Comment by tehbeard

3 years ago

...or we just keep moving to http/2 which avoids this limit.

That'd be great, but is a lot harder than adding a header. HTTP/2 changes the entire wire format into a binary protocol that multiplexes multiple streams over a single connection. It's a lot harder to implement than HTTP/1, which you can type out manually over telnet:

    telnet news.ycombinator.com 80

    GET / HTTP/1.1
    Host: news.ycombinator.com
    \n
    \n

Adding a header could be as simple as:

    HTTP/1.1 200 OK
    Content-Type: text/html; charset=utf-8
    Multiple-Subscriptions: OK

  • The limit applied only to browsers which have all implemented HTTP/2 at this point.

    • Yes, the limit is implemented in browsers, but it's for the protection of servers.

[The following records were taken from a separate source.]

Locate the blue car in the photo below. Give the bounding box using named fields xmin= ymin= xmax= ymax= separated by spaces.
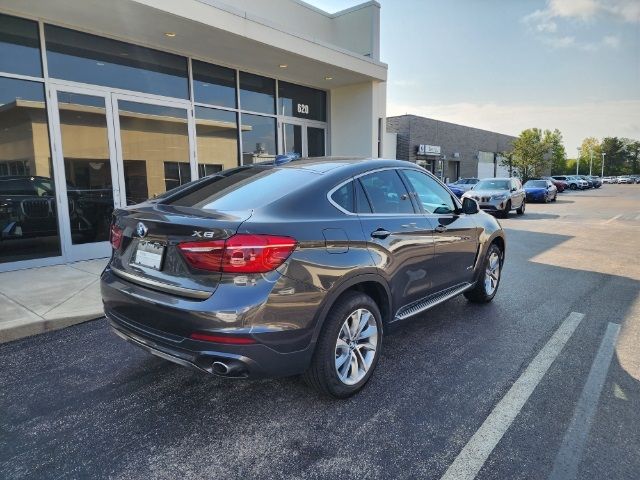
xmin=524 ymin=180 xmax=558 ymax=203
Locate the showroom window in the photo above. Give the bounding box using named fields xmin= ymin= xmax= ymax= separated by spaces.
xmin=191 ymin=60 xmax=237 ymax=108
xmin=240 ymin=72 xmax=276 ymax=114
xmin=196 ymin=107 xmax=238 ymax=172
xmin=278 ymin=82 xmax=327 ymax=122
xmin=240 ymin=113 xmax=277 ymax=165
xmin=45 ymin=25 xmax=189 ymax=98
xmin=0 ymin=77 xmax=60 ymax=263
xmin=0 ymin=15 xmax=42 ymax=77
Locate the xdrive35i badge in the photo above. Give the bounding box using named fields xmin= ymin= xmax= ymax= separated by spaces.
xmin=136 ymin=222 xmax=149 ymax=238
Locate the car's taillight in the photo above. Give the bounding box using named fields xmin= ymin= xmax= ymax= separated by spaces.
xmin=109 ymin=223 xmax=122 ymax=250
xmin=178 ymin=234 xmax=296 ymax=273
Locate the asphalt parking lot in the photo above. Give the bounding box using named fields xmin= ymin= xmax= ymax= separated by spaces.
xmin=0 ymin=185 xmax=640 ymax=479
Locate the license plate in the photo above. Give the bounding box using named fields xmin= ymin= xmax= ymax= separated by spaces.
xmin=133 ymin=240 xmax=164 ymax=270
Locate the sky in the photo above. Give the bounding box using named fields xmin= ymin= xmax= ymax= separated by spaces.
xmin=308 ymin=0 xmax=640 ymax=157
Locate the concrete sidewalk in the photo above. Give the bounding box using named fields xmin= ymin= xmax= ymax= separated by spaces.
xmin=0 ymin=258 xmax=108 ymax=343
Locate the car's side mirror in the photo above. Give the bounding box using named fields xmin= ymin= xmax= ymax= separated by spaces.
xmin=462 ymin=197 xmax=480 ymax=215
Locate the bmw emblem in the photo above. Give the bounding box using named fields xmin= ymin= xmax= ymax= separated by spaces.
xmin=136 ymin=222 xmax=149 ymax=238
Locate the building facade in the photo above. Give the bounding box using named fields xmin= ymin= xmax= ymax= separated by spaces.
xmin=0 ymin=0 xmax=387 ymax=271
xmin=386 ymin=115 xmax=515 ymax=182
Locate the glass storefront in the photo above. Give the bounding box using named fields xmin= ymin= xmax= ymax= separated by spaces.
xmin=0 ymin=14 xmax=327 ymax=271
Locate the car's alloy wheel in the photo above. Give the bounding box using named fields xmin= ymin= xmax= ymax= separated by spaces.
xmin=336 ymin=308 xmax=378 ymax=385
xmin=484 ymin=251 xmax=500 ymax=295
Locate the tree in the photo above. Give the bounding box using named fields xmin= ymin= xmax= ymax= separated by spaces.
xmin=501 ymin=128 xmax=566 ymax=182
xmin=545 ymin=128 xmax=567 ymax=175
xmin=579 ymin=137 xmax=602 ymax=175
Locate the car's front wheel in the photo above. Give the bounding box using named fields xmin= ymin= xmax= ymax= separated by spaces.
xmin=464 ymin=243 xmax=502 ymax=303
xmin=304 ymin=292 xmax=382 ymax=398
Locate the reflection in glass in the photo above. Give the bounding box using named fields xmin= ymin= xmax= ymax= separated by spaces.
xmin=0 ymin=78 xmax=60 ymax=263
xmin=241 ymin=113 xmax=276 ymax=165
xmin=307 ymin=127 xmax=325 ymax=157
xmin=0 ymin=15 xmax=42 ymax=77
xmin=45 ymin=25 xmax=189 ymax=98
xmin=278 ymin=81 xmax=327 ymax=122
xmin=196 ymin=107 xmax=238 ymax=177
xmin=191 ymin=60 xmax=236 ymax=108
xmin=240 ymin=72 xmax=276 ymax=114
xmin=282 ymin=123 xmax=302 ymax=156
xmin=58 ymin=92 xmax=113 ymax=245
xmin=118 ymin=100 xmax=191 ymax=205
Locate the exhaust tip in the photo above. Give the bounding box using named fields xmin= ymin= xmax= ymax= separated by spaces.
xmin=211 ymin=361 xmax=229 ymax=375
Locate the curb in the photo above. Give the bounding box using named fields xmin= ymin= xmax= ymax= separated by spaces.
xmin=0 ymin=311 xmax=104 ymax=344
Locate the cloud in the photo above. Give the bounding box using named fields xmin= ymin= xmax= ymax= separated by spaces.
xmin=387 ymin=100 xmax=640 ymax=156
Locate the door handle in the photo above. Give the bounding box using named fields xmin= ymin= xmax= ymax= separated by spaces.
xmin=371 ymin=228 xmax=391 ymax=238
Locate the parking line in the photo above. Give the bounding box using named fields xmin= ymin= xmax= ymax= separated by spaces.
xmin=604 ymin=213 xmax=622 ymax=224
xmin=549 ymin=323 xmax=620 ymax=480
xmin=441 ymin=312 xmax=584 ymax=480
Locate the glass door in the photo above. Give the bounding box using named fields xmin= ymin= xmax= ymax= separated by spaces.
xmin=113 ymin=95 xmax=196 ymax=205
xmin=50 ymin=87 xmax=120 ymax=261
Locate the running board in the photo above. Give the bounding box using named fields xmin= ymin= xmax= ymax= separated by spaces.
xmin=394 ymin=283 xmax=473 ymax=321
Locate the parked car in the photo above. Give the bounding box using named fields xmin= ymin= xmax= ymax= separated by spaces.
xmin=553 ymin=175 xmax=590 ymax=190
xmin=101 ymin=158 xmax=512 ymax=398
xmin=524 ymin=180 xmax=558 ymax=203
xmin=448 ymin=178 xmax=480 ymax=192
xmin=462 ymin=178 xmax=526 ymax=217
xmin=542 ymin=177 xmax=569 ymax=193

The idea is to prevent a web app from DDOSSing a server somewhere.

      This is especially a problem for servers implemented with one thread or process per connection, rather than an async event queue like nodejs, because each thread takes up a few megabytes of memory, and if a browser opens 1000 connections, that's 2 gigs of memory right there.

      But if a server is implemented properly to support long-lived connections (by using node, or greenlets, or other async system) then it should be able to opt out of that browser protection. A standardized header would allow a server to opt out of it.